Thursday afternoon the staff from the University of Wisconsin-Madison near Lake Mendota felt a shake and heard a noise like a boom which was triggered by an ice quake.
According to the University of Wisconsin-Madison geologists, even though they didn’t feel the quake on West Dayton Street the tremor was recorded around 12:50 p.m. and lasted two or three seconds. At the time quake the temperature in Madison was of 16 degrees.
Patrick Brenzel, from the department of sociology situated at the eighth-floor, 1180 Observatory Drive, said: “It actually sounded like a bus drove into the building. The whole building shook.”
The ice quakes are triggered by large shifts in lake ice when temperature changes dramatically thus making a loud noise when it cracks, according to Cliff Thurber, a professor of geophysics....
Several people called police when they’ve heard the noise....
[P]eople coming out of the offices were looking at each other almost like saying “Do you think it was a bomb?”
ADDED: "The Pond in Winter."
20 comments:
I had no idea that Al Gore was in Madison yesterday.
I think I had one of those in my ice tea glass as I was sunning myself yesterday on the patio. Ah Florida.
Like MadisonMan, I'm bummed I didn't feel it.
I've been out on the lakes when they crack. Even though I know there's no danger, I can't help tensing up when it happens. My imagination pictures the ice opening up and me going for a (very cold) swim.
Ann, I just checked Prince's Web site, and I'm afraid he's demanding royalties for this post.
Shifting ice shook a whole building? Wow!...
If ice on a relatively small body of water (relative to bodies like, say, Lake Michigan) can cause that sort of event, I'm more in awe of the power behind ice shifting on larger bodies, like glaciers.
Wow.
Ice made Lake Michigan.
Ice quake? Bah.
I demand Althouse debate me about the fact that it was actually secret underwater blasting by the nefarious Madison city council.
How else to account for the thermite on the ice?
Yes, professor, that's true. Glaciers grinding out the earth created that body. When I think about that, I'm just floored by the sheer scale and power of the ice age glaciers.
It's easy to see why nature is endlessly fascinating, even to the earliest thinkers and writers in human history.
We in the Midwest do get the occasional earthquake.
And, pogo, perhaps that guy should look into controlled blasts under Madison itself.

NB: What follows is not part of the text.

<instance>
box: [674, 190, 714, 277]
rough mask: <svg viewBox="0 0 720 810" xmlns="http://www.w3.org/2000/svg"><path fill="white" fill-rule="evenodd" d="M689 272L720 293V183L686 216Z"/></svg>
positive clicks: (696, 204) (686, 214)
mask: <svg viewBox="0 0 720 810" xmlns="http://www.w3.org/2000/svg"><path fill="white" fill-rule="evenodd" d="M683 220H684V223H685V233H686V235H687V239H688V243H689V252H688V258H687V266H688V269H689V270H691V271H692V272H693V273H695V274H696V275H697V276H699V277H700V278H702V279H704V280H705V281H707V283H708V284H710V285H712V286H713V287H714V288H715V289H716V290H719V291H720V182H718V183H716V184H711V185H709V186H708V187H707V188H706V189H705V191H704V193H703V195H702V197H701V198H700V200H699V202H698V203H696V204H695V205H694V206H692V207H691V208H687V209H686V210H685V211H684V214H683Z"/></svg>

After all, some major cities sit on mines. With most of America blissfully unaware!
Heh. There's a typo in this post that is almost the title of a Kurt Vonnegut novel.

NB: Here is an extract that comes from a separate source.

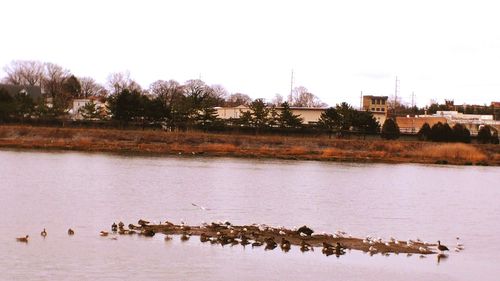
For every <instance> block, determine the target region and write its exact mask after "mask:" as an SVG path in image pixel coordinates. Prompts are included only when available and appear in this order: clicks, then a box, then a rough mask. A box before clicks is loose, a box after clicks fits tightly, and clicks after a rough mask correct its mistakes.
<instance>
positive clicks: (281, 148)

People relate loud noises to things in their actual experience, like bombs on TV.
I'd you dodged a bullet. Lucky it wasn't a tsunami.

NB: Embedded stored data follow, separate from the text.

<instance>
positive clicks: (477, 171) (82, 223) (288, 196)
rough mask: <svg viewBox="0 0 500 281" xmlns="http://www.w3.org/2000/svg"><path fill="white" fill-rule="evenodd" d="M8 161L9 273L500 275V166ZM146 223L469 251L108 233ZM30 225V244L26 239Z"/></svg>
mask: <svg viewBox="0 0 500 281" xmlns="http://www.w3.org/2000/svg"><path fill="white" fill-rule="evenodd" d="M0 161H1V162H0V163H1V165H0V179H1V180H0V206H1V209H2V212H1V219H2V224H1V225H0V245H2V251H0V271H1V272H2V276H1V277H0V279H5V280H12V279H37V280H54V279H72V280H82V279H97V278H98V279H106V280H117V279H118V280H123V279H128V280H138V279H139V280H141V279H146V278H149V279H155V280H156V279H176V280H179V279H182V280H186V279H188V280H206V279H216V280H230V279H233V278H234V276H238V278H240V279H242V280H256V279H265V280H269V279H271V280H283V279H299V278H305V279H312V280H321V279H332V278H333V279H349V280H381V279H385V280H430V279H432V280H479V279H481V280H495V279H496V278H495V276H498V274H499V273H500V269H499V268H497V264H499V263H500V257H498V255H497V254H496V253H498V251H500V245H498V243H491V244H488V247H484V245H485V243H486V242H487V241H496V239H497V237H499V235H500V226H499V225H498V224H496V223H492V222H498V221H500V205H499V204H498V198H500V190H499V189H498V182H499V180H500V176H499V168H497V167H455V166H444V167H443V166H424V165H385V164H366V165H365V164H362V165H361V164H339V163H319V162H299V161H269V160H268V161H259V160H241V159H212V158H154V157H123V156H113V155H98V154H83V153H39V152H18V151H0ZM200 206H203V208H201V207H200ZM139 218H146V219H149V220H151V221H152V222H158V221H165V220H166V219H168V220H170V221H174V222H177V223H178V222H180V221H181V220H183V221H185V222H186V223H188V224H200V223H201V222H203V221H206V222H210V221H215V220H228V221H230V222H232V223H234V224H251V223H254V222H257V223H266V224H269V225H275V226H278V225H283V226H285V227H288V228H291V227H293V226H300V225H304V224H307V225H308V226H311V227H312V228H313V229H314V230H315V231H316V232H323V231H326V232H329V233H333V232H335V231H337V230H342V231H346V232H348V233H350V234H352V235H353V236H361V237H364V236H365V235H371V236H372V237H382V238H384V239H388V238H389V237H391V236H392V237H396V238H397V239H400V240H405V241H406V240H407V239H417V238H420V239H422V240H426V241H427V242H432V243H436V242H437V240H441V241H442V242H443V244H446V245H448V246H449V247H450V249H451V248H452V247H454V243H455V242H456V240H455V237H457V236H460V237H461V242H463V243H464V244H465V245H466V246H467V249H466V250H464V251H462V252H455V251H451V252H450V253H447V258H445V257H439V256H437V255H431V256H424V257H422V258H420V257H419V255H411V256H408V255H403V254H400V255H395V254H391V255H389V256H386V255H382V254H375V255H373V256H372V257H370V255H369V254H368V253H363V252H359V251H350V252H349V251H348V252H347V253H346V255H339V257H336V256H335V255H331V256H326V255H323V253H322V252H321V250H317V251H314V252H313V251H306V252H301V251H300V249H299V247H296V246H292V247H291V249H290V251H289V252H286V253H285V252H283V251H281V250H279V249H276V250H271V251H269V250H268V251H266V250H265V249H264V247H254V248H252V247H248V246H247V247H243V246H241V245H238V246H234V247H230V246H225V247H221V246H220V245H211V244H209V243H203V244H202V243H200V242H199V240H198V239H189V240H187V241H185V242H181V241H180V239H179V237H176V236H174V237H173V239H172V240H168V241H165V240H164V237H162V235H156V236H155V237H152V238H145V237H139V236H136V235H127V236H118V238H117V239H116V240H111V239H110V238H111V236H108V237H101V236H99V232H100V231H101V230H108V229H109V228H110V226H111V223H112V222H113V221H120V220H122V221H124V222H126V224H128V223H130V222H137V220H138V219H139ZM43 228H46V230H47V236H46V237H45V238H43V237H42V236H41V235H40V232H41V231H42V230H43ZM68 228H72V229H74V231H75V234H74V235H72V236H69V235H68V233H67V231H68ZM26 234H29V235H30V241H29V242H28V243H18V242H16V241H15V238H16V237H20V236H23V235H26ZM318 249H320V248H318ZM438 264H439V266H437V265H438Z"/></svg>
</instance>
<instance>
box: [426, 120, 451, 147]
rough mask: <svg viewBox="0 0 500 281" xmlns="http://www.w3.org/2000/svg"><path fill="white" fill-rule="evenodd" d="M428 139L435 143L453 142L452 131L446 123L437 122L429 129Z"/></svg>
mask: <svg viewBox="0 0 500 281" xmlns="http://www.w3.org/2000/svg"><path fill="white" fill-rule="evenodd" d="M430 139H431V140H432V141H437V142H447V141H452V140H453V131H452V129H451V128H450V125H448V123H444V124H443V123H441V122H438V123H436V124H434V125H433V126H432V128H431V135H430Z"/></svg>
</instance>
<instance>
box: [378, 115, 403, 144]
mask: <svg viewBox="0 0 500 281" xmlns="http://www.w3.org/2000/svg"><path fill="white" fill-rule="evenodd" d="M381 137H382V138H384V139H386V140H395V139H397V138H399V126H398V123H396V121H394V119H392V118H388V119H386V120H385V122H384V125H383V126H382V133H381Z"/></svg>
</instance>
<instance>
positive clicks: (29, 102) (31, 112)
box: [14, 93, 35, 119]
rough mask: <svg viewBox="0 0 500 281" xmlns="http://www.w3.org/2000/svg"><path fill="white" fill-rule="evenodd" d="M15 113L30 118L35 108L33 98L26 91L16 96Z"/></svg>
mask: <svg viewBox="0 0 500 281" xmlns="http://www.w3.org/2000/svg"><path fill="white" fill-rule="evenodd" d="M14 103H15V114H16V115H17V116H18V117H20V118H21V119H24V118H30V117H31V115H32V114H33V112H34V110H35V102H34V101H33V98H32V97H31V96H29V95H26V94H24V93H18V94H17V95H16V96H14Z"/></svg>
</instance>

Johnannarbor, have you seen this one? http://www.silentwall.com/BochniaI.html
No, hadn't seen that one! I'd heard of the other one they mention, Wieliczka, from a History Channel show on salt. Thanks!
Does anybody know about the quake? We do!
Shut up, already! Damn!
Maybe it was just a two gun salute from Mendota and Monona, in honor of Althouse being back in town.
A professor at UW is stating that the so called quake was actually a controlled explosion caused by the government in an attempt to silence the 911 trut tellers. He has the evidence and there are films to back up his claim. Further the real proof is its failure. He states that the government just can't do anything right. Google it!
Wow! I've never heard of "ice quakes" before. It makes sense, tho. Cool!
Waiting for the 1/31 trouters to demand a debate about Lake Mendota ice quakes being caused by BushCheney....
Global warming caused formation of the great lakes when the glaciers receded and melted. SUVs were not involved, although I was only a child at the time, so my memory may be inaccurate.
The Madison Lakes are the result of meltwater pooling in an existing depression. The glacial moraine stops west of the lakes in Cross Plains. What ice may have been here was surface cover and not the sort of glacial event that gouges holes in the ground to later fill up with water - I believe.
Of course I could be wrong since it happened 3 days before I was born as well.